To me it sounds like you've come up with the main options: BitArray or
Array{Bool}. Since a BitArray is, underneath, a Vector{Uint64} with different
indexing semantics, it seems you could probably come up with a reasonable way
to update just part of it. But even if you use Array{Bool}, you're "only"
talking a few hundred megabytes, which is not a catastrophically large. Also
consider keeping everything in memory; with 100GB of RAM you could store an
awful lot of selections.
--Tim
On Tuesday, August 05, 2014 12:01:58 PM ggggg wrote:
> Hello,
>
> I have an application where I have a few hundred million events, and I'd
> like to make and work with different selections of sets of those events.
> The events each have various values associated with them, say for
> simplicity color, timestamp, and loudness. Say one selection includes all
> the events within 5 minutes after a blue event. Or I want to select all
> events that aren't above some loudness threshold. I'd like to be able to
> save these selections in a JLD file for later use on some or all events. I
> also need to be able update the selections as I observe more events.
>
> My baseline plane it to have an integer associated with each event and each
> bit in the integer i corresponds to a selection. So bit 1 is true for
> events within 5 minutes and bit 2 is true for events above the loudness
> threshold. Then for each event's integer I can do bits(i)[1] or bits(i)[2]

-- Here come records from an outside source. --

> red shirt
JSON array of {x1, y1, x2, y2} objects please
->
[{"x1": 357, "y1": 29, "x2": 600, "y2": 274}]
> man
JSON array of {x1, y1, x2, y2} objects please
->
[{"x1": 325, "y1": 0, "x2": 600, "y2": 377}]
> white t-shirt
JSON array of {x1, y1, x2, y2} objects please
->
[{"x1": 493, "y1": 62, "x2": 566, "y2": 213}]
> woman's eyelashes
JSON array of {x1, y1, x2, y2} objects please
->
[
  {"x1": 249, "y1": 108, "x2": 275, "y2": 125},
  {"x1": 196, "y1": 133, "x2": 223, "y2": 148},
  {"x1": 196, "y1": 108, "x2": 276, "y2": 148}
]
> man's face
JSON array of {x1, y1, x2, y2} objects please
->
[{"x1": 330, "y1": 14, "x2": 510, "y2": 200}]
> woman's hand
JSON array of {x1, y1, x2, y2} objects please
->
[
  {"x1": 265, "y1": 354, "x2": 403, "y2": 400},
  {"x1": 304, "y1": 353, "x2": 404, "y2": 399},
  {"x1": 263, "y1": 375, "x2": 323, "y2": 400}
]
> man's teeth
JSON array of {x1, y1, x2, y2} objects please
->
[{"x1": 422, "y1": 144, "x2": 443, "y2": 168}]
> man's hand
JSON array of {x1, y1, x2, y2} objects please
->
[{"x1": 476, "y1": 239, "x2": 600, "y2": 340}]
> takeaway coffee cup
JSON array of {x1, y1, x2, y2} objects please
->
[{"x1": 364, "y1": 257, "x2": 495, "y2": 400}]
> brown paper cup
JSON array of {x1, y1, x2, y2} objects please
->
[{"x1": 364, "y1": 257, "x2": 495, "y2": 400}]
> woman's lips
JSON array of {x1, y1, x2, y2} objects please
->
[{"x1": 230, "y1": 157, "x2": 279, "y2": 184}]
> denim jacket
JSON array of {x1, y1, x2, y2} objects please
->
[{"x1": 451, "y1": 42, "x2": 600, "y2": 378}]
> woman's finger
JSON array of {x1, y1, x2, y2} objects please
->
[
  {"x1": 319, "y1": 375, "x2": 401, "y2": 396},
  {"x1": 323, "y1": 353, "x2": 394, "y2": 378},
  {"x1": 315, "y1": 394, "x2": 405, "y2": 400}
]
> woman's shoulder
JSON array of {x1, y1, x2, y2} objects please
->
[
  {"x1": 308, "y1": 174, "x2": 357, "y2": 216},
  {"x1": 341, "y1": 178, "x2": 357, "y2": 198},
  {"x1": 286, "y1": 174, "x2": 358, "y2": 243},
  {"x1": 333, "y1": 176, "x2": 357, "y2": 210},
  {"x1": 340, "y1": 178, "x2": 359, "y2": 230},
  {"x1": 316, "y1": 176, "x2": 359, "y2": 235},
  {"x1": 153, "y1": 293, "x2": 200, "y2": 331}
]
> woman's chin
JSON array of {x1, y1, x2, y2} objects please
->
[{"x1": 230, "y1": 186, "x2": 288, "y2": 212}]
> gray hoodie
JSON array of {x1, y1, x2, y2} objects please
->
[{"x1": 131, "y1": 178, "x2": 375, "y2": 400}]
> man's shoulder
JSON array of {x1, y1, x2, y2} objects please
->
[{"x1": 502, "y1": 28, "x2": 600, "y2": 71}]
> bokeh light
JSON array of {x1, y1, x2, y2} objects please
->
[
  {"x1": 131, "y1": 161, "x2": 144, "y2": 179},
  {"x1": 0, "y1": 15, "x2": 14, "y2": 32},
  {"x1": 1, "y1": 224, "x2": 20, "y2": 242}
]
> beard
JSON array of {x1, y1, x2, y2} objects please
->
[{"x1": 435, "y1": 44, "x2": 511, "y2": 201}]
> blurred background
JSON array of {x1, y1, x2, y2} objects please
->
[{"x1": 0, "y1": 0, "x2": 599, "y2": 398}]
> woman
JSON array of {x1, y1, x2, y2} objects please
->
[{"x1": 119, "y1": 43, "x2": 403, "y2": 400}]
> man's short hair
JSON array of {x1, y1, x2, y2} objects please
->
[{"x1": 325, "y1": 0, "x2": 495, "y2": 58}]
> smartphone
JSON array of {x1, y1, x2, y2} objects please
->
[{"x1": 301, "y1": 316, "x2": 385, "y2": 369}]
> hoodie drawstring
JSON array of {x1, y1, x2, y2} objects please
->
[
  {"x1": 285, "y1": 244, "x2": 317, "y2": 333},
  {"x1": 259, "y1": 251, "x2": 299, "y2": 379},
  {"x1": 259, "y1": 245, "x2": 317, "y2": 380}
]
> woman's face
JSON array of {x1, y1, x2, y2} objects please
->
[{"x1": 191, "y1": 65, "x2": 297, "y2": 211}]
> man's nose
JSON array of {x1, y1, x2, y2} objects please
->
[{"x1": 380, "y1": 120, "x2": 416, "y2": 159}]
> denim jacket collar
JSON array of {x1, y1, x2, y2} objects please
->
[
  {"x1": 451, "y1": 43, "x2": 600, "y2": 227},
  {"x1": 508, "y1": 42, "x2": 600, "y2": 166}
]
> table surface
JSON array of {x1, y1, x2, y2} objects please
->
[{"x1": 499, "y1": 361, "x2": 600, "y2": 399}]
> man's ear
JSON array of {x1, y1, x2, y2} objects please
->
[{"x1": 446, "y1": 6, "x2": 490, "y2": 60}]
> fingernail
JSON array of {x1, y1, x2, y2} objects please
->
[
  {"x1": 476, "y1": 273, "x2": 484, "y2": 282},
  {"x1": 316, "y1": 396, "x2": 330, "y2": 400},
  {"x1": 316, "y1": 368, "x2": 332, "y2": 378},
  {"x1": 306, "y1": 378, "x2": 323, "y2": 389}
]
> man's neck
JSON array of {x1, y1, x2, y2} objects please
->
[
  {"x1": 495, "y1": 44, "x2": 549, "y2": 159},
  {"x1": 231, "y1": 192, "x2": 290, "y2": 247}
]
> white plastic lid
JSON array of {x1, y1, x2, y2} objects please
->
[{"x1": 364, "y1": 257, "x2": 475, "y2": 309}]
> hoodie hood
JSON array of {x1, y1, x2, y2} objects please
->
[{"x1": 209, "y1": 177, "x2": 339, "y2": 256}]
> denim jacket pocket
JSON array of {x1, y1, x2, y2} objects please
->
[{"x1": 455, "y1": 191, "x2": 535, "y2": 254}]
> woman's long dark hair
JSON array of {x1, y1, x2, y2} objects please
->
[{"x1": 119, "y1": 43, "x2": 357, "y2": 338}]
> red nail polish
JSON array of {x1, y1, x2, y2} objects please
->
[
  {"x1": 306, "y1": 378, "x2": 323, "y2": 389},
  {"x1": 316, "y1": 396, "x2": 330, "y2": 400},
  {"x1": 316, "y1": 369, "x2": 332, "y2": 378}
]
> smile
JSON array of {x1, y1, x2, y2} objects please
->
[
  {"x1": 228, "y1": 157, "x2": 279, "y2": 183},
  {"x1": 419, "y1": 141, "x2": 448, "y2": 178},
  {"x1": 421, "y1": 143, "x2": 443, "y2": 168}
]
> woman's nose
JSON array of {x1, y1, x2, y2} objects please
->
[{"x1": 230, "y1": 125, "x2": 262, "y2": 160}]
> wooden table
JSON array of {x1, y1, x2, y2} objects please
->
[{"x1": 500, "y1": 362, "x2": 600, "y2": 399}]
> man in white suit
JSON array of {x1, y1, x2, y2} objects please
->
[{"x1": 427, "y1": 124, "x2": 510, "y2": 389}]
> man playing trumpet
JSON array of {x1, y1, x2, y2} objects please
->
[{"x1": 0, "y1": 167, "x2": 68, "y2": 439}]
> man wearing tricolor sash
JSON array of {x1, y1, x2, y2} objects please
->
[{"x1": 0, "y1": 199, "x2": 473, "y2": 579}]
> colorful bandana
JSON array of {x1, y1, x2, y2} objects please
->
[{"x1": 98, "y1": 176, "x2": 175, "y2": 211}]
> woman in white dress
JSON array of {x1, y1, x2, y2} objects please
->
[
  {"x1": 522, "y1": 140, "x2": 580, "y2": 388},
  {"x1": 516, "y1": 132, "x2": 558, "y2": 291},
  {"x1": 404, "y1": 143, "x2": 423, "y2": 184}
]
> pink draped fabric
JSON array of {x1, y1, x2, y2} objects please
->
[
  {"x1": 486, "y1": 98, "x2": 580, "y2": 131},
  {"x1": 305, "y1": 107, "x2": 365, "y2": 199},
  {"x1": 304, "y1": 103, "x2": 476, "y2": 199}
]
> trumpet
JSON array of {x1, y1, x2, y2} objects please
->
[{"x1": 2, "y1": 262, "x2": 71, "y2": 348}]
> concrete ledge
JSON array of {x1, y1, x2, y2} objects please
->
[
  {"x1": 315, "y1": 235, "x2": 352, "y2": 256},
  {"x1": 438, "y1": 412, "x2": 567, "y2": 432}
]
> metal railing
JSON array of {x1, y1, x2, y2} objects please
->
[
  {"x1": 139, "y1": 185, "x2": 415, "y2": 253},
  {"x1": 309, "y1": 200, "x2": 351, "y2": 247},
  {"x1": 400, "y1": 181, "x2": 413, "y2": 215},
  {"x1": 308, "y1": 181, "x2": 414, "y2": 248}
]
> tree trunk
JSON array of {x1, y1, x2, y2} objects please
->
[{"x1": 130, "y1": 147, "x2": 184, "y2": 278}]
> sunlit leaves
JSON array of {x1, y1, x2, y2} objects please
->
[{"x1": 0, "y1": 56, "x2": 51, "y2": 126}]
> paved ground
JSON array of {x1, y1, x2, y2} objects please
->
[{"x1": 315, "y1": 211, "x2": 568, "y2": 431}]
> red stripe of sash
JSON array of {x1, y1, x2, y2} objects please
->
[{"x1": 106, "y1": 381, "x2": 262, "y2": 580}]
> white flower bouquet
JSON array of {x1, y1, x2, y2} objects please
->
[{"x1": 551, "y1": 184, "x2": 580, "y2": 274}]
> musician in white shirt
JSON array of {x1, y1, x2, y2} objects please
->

> to figure out if it is included in each selection. That seems like it would
> be inefficient since bits() returns a string, so I would have to call
> bool(bits(i)[1]). I could use a bitwise mask of some sort like 1&i==0 for
> the first bit and 2&i==0 for the second bit.
>
> A BitArray seems like a decent choice, except that you can only read/write
> the entire array from a JLD file, rather than just a part of it. That will
> be inefficient since I'll often want to look at only a small subset of the
> total events. And every time I want to update for new events, I would need
> to read the entire BitArray, extend it in memory, then delete the old JLD
> object and replace it with a new JLD object. It seems plausible I could
> figure out how to read/write part of a BitArray from a JLD as I've already
> done some hacking on HDF5.jl, but that could be a large amount of work.
>
> An Array{Bool} works well with JLD, and seems just as well suited as a
> BitArray. I think it's 8 times bigger than BitArray, and has a similar
> space ratio to an integer (depending on how many selections I actually use)
> because bools are stored as 1 byte? I can probably live with that, although
> again it seems sort of inefficient.
>
> Any advice on how I should go about deciding, or options I hadn't
> considered? Also why does bits() return a string, instead of say
> Vector{Bool} or BitArray?